Tuesday, June 4, 2013
The Canadian Government intends to eliminate the tax benefits that arise from taxing trusts and certain estates at graduated rates.
Graduated rate taxation is provided under the federal tax rules that apply to individuals and certain trusts and estates. The level of taxable income determines the tax rate applied. For 2013, the rates are 15 percent on the first CAD43,561 (USD42,122) of taxable income, 22 percent on taxable income up to CAD87,124, 26 percent on taxable income up to CAD135,054, and 29 percent on taxable income over CAD135,054.
According to the Government, some taxpayers are using estates and trusts to obtain unintended tax advantages. It says that eliminating these graduated rates will ensure increased fairness and neutrality in the federal income tax system, and address the potential growth in tax planning involving existing rules and the associated impact on the tax base.

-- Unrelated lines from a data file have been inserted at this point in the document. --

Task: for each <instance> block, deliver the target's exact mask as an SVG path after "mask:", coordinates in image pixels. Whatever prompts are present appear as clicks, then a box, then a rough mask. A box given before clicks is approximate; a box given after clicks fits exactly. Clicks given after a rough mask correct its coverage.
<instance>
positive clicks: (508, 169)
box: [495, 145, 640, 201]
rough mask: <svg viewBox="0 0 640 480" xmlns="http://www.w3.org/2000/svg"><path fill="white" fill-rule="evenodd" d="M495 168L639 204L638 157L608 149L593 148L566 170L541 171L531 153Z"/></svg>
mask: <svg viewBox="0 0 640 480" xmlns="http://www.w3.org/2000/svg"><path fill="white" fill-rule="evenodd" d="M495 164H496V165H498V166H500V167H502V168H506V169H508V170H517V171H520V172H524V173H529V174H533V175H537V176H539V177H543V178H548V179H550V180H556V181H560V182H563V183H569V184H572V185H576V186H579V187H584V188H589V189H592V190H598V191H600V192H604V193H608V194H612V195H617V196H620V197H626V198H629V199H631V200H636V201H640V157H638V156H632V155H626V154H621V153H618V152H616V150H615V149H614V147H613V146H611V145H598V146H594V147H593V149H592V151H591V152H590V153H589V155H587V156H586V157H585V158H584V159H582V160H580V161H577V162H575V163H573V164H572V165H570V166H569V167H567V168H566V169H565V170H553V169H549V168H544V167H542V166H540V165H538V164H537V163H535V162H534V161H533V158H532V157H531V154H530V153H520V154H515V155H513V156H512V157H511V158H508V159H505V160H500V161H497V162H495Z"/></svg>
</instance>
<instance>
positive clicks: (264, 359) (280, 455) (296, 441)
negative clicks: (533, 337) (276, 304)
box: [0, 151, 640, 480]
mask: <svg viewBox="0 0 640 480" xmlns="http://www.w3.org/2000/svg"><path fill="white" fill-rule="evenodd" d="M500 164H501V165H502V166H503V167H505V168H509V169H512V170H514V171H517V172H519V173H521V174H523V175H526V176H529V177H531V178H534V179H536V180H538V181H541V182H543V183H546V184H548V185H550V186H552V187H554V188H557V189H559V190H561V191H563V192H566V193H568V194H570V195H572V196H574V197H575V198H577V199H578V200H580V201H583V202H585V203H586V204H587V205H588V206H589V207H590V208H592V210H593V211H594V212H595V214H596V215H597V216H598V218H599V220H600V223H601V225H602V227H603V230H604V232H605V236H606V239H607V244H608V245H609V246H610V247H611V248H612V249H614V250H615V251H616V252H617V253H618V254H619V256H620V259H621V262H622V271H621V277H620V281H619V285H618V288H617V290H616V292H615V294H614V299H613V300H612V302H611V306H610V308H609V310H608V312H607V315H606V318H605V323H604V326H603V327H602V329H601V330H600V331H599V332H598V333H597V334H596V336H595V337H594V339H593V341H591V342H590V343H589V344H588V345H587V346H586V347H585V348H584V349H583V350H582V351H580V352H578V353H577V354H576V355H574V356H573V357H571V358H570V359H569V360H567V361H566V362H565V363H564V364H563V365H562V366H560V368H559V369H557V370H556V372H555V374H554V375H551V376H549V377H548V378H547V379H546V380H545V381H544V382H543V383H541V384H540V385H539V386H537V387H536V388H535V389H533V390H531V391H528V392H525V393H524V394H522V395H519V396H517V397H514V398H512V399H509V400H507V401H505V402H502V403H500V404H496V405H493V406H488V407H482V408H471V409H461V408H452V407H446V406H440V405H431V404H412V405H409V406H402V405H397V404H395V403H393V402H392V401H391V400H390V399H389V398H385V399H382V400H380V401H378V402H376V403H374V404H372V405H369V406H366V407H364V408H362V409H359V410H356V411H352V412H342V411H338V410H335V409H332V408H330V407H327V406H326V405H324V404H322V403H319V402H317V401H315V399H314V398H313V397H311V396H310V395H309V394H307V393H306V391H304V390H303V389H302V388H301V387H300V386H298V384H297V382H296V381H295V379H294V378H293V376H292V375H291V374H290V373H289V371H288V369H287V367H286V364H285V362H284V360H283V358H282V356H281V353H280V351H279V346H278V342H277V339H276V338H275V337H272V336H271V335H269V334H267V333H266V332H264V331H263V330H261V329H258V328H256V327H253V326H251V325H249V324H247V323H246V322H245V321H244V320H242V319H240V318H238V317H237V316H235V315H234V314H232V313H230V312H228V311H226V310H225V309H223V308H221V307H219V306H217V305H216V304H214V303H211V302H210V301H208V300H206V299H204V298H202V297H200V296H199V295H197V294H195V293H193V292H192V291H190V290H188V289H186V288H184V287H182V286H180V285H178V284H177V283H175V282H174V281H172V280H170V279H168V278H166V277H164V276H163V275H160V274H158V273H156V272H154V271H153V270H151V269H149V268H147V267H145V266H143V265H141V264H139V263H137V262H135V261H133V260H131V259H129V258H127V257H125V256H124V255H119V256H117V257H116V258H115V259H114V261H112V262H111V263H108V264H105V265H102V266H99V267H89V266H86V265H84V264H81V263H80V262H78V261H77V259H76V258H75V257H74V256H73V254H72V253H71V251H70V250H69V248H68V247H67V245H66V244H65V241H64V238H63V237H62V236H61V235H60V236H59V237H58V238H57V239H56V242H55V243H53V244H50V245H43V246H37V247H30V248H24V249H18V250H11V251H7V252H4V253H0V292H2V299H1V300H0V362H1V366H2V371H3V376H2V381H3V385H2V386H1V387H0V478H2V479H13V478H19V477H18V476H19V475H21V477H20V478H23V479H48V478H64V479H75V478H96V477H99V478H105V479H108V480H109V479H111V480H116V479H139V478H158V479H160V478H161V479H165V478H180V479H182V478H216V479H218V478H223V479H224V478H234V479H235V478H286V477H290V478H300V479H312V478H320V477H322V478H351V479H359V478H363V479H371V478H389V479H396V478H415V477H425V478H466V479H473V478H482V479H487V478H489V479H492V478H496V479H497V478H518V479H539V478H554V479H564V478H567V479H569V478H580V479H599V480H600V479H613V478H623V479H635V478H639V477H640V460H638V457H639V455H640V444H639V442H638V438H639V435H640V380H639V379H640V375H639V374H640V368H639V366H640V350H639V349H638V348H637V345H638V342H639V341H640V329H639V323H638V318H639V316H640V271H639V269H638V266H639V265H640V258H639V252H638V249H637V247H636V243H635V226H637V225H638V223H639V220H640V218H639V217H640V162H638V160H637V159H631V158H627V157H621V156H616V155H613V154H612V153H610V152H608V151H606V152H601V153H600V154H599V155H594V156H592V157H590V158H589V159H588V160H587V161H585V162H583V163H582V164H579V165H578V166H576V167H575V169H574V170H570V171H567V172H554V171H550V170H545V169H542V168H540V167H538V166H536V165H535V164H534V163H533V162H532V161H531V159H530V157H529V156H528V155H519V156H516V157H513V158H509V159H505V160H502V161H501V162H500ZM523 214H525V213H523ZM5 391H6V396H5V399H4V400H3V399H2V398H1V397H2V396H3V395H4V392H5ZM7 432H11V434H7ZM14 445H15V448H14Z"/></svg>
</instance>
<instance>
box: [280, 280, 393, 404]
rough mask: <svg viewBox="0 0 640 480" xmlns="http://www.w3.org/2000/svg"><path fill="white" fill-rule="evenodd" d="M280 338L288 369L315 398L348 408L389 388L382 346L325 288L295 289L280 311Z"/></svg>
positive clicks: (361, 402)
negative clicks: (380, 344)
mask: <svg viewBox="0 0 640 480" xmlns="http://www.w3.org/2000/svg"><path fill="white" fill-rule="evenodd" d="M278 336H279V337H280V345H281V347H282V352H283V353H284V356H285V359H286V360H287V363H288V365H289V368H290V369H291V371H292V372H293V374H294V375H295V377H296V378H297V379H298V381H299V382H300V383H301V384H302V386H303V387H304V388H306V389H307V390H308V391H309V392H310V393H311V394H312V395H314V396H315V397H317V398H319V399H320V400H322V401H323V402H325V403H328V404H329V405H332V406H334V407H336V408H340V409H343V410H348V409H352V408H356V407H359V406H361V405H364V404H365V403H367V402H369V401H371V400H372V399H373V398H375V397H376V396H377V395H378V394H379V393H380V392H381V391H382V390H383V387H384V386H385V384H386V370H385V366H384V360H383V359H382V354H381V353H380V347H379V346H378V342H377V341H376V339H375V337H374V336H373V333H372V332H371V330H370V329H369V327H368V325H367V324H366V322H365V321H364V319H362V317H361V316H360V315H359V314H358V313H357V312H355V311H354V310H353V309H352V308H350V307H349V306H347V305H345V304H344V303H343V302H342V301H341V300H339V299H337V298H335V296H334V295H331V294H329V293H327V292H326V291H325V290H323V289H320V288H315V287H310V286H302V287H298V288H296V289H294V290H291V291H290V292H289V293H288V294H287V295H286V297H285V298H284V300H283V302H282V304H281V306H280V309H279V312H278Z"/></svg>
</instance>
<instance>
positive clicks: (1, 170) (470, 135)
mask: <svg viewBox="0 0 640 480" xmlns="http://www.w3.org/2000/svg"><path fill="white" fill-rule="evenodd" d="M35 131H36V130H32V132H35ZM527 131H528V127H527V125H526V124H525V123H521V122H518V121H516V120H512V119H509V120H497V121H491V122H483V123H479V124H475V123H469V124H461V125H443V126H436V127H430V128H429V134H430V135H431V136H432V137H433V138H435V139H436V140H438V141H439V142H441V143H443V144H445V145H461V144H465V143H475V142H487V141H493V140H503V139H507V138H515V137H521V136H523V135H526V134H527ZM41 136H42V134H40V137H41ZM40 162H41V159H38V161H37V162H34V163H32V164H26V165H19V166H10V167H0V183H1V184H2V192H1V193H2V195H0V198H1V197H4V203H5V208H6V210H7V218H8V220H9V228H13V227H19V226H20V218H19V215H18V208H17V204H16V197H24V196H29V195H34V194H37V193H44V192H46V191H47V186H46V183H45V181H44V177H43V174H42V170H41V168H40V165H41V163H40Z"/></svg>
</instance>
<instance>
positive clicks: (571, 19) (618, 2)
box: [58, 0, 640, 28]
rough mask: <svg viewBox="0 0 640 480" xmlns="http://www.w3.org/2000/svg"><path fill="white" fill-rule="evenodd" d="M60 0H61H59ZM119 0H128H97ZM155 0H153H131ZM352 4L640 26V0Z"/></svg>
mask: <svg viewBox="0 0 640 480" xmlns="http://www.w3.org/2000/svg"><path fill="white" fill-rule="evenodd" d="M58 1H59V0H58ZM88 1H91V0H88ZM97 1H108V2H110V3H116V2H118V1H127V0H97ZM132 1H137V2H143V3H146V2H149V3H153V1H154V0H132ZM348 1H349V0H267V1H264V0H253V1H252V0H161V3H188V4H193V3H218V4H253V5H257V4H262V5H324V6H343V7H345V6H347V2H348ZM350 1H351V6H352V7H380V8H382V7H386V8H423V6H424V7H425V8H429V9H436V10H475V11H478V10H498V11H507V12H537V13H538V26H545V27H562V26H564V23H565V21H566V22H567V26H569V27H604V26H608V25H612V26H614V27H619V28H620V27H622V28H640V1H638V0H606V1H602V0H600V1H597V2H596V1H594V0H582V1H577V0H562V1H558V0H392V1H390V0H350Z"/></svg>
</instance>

A flat top-rate tax will be applied in the case of grandfathered inter vivos trusts and trusts created by will. In the case of estates, a flat top-rate tax will be applied after a reasonable period of administration. The proposed changes will not impact on the preferred beneficiary election rules that apply to trusts for the disabled, the rules that apply to trusts for minor children or the rollover rules that apply on the death of a spouse or common-law partner.
The closing date for the submission of comments on the proposals is December 2.